Home Machine Learning Google’s Nested Learning: The Brain-Inspired AI That Never Forgets 🧠✨

Machine Learning

Google’s Nested Learning: The Brain-Inspired AI That Never Forgets 🧠✨

December 13, 2025

Author(s): Sai Insights

Originally published on Towards AI.

Google’s Nested Learning: The Brain-Inspired AI That Never Forgets 🧠✨

Discover how Google’s Nested Learning framework, inspired by neuroscience, solves AI’s biggest problem — catastrophic forgetting. Learn about HOPE, multi-frequency memory, and the future of continual learning in deep learning models.

Have you ever wondered why your brain can learn something new without completely forgetting what you learned yesterday? Meanwhile, AI models struggle with this exact problem. 😅

Google just dropped something fascinating at NeurIPS 2025 that might change everything. It’s called Nested Learning, and it’s not just another incremental improvement — it’s a complete rethinking of how AI learns.

Let me walk you through what makes this so special.

The Problem: AI Has Amnesia 🤯

Imagine you trained an AI model on medical data for months. It works beautifully. Then you update it with new information about a recent drug discovery. Suddenly… it forgets half of what it knew before.

This is called catastrophic forgetting, and it’s the Achilles’ heel of modern AI.

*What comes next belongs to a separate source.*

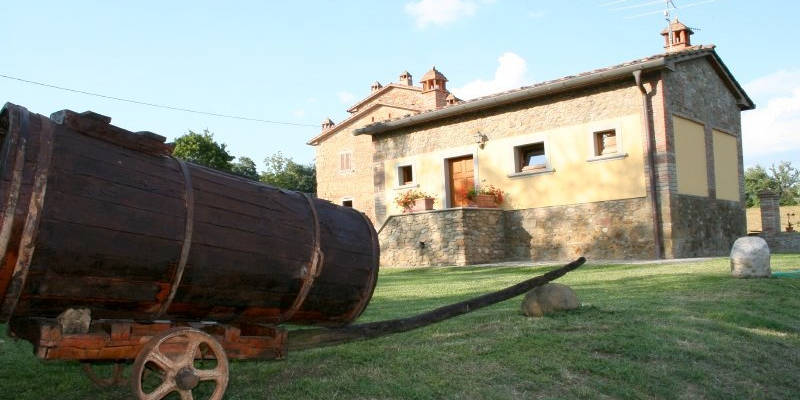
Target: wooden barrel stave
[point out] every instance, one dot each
(113, 224)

Current large language models are essentially frozen after training. Sure, they can use information within their context window (like what you tell them in a conversation), but they can’t actually learn new things and retain them long-term. It’s like having anterograde amnesia — you can remember your past but can’t form new permanent memories.

Figure 1: The uniform and reusable structure as well as multi time scale update in the brain are the key components to unlock the continual learning in humans. Nested Learning (NL) allows for multi time-scale update for each component of the brain, while showing that well-known architectures such as Transformers are in fact linear layers with different frequency updates.

The Google Research team draws a powerful parallel: today’s models behave like people with anterograde amnesia, able to retain old memories but unable to form new long-term ones. They process information within a limited window, but once that window ends, no new knowledge actually sticks.

What Jensen Huang Knew All Along 💡

Remember when Nvidia’s CEO Jensen Huang said he’d study physics if he were 22 today? Not computer science — physics.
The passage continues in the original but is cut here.